Préparer son entrée sur le marché du travail

Patricia Dionne, professeure agrégée au Département d'orientation professionnelle
Patricia Dionne, professeure agrégée au Département d'orientation professionnelle
Photo : Michel Caron

Dans le contexte de pandémie que l’on vit présentement, faire son entrée sur le marché du travail peut être préoccupant. Les réalités changent, tant pour les employés que pour les employeurs. Depuis mon entrée comme stagiaire au Service des relations avec les diplômées et diplômés, je me questionne sur ce que vivent celles et ceux qui viennent tout juste de terminer leurs études. Est-ce plus difficile de trouver un emploi en ce moment? Est-ce indispensable de trouver rapidement?

Pour répondre à mes différentes interrogations, je me suis entretenue avec Patricia Dionne, professeure agrégée au Département d'orientation professionnelle. Nous avons parlé de différents sujets ensemble, notamment de la recherche d’emploi, du plan de carrière et de l’importance d’un bon réseau de contacts. J'ai aussi voulu déconstruire quelques mythes fréquents dans le domaine de l'orientation de carrière.

Entretien privilégié

J’aimerais tout d’abord que l’on aborde ensemble le sentiment d’être « au bon endroit ». Lorsqu’on devient une diplômée ou un diplômé, c’est parfois difficile de savoir si on est dans le bon domaine. Comment s’assurer que le baccalauréat dans lequel on vient de diplômer était le bon pour nous?

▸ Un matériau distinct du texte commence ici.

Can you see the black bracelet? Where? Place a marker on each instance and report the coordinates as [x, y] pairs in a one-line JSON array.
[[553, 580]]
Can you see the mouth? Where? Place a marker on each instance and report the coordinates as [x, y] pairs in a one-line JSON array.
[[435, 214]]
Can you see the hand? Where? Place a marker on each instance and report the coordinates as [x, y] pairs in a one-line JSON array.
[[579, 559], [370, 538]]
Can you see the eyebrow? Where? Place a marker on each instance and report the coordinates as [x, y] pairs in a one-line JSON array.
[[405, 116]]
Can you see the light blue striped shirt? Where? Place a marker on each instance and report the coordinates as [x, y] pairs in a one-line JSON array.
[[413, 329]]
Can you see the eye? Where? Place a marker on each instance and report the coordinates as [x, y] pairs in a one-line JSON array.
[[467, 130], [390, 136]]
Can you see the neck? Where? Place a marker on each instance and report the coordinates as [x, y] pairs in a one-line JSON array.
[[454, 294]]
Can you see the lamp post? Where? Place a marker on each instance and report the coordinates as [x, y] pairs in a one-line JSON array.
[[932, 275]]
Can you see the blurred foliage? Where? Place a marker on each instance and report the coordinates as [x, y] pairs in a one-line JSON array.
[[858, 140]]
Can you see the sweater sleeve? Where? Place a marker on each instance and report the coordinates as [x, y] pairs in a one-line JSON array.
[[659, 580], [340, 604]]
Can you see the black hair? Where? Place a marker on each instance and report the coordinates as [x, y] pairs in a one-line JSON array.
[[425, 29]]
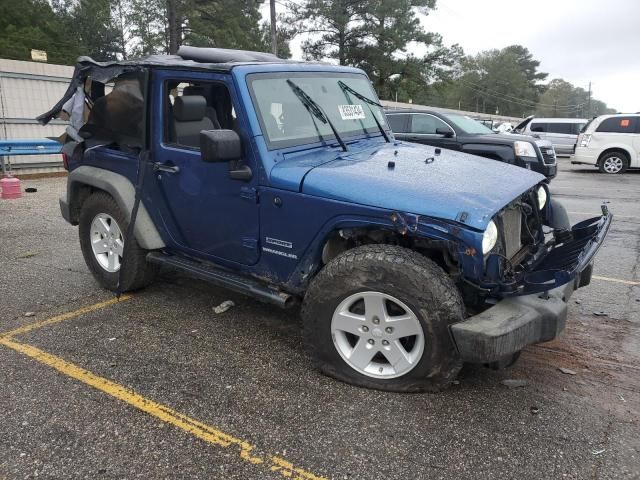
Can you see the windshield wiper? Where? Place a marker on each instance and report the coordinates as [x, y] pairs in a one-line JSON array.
[[316, 110], [369, 102]]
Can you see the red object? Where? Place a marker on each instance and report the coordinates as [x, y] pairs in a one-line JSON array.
[[10, 187]]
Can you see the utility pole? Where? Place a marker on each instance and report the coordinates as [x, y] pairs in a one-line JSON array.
[[274, 38]]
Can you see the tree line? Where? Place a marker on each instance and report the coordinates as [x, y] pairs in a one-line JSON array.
[[379, 36]]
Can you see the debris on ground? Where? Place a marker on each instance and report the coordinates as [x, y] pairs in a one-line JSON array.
[[223, 307], [514, 383], [567, 371]]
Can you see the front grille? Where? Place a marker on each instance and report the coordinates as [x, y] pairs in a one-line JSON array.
[[512, 231], [548, 155]]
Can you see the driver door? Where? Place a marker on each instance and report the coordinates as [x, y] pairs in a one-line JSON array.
[[204, 212]]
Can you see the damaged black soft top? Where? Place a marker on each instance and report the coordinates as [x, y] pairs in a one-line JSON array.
[[212, 59]]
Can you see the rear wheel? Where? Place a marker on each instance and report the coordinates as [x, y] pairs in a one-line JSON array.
[[613, 162], [102, 229], [378, 316]]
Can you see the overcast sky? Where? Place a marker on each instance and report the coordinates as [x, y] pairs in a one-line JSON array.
[[577, 40]]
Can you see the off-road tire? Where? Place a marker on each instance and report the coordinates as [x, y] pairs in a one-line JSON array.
[[406, 275], [137, 272], [621, 155]]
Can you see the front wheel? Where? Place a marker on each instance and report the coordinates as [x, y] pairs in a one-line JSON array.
[[613, 162], [102, 227], [378, 316]]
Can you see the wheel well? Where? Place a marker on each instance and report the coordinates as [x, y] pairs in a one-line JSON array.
[[440, 251], [615, 149], [78, 193]]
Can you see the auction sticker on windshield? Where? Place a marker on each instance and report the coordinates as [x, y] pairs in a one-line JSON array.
[[351, 112]]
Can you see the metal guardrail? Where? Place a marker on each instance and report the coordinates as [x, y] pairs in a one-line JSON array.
[[38, 146]]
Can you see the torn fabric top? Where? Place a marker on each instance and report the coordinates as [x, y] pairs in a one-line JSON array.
[[191, 58]]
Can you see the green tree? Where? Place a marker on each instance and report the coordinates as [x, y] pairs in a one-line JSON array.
[[91, 25], [374, 35], [147, 24], [335, 28], [224, 24], [284, 33], [562, 99], [503, 81]]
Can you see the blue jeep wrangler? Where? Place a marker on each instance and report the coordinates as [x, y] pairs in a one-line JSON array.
[[282, 180]]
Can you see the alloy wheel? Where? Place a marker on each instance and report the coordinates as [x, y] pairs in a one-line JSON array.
[[612, 164], [107, 242], [377, 335]]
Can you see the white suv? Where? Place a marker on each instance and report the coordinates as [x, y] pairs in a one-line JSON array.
[[611, 142]]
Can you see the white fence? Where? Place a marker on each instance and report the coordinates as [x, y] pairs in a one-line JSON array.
[[28, 89]]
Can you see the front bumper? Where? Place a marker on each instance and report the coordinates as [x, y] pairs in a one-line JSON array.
[[561, 260], [513, 324]]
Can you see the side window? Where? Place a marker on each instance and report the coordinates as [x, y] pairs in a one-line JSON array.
[[195, 106], [114, 113], [618, 125], [398, 122], [576, 128], [564, 128], [426, 124]]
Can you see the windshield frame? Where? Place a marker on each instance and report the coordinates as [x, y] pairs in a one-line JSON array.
[[451, 120], [325, 139]]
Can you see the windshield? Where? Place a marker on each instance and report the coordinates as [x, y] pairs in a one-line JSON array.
[[468, 124], [286, 121]]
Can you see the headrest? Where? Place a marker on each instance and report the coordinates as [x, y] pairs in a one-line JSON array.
[[189, 108]]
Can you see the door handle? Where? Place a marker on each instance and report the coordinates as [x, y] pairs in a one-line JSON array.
[[164, 167]]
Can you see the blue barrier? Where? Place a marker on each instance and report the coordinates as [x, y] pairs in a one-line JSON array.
[[38, 146]]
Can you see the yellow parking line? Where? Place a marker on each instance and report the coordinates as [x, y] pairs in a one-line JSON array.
[[198, 429], [63, 317], [616, 280]]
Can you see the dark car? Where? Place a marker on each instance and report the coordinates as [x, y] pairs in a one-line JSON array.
[[459, 132], [281, 180]]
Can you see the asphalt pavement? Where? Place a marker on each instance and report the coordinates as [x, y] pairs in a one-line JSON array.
[[158, 386]]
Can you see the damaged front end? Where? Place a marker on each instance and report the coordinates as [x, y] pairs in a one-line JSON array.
[[528, 277], [532, 257]]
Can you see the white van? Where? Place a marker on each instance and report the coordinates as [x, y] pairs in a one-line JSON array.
[[561, 132], [610, 142]]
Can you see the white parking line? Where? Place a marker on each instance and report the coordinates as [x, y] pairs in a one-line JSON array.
[[595, 214]]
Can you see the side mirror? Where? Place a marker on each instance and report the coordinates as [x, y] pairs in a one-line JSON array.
[[220, 146], [444, 131]]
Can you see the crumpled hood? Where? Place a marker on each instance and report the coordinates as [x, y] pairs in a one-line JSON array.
[[452, 184]]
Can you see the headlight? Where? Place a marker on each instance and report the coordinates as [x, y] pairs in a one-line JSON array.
[[489, 238], [524, 149], [542, 197]]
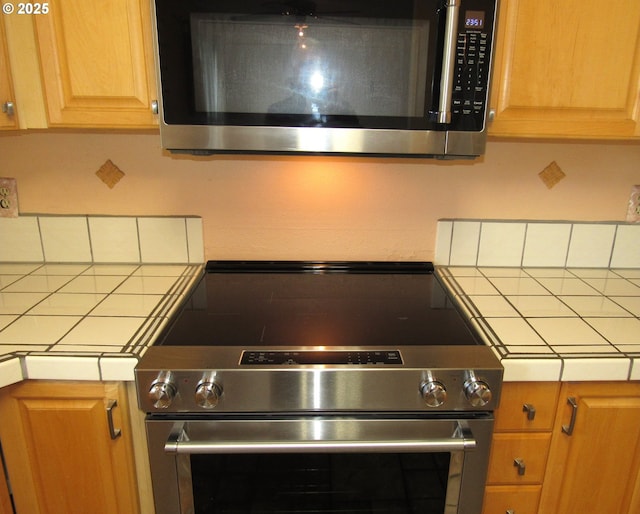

Pendant le baccalauréat, chaque personne développe des compétences en lien avec sa formation. Une fois sur le marché du travail, si les opportunités qui lui sont offertes lui permettent de poursuivre son développement et qu’elle a du plaisir à faire les tâches qui sont en lien avec son travail, ce sont de bons indicateurs qui lui permettent de savoir qu’elle est dans le bon domaine.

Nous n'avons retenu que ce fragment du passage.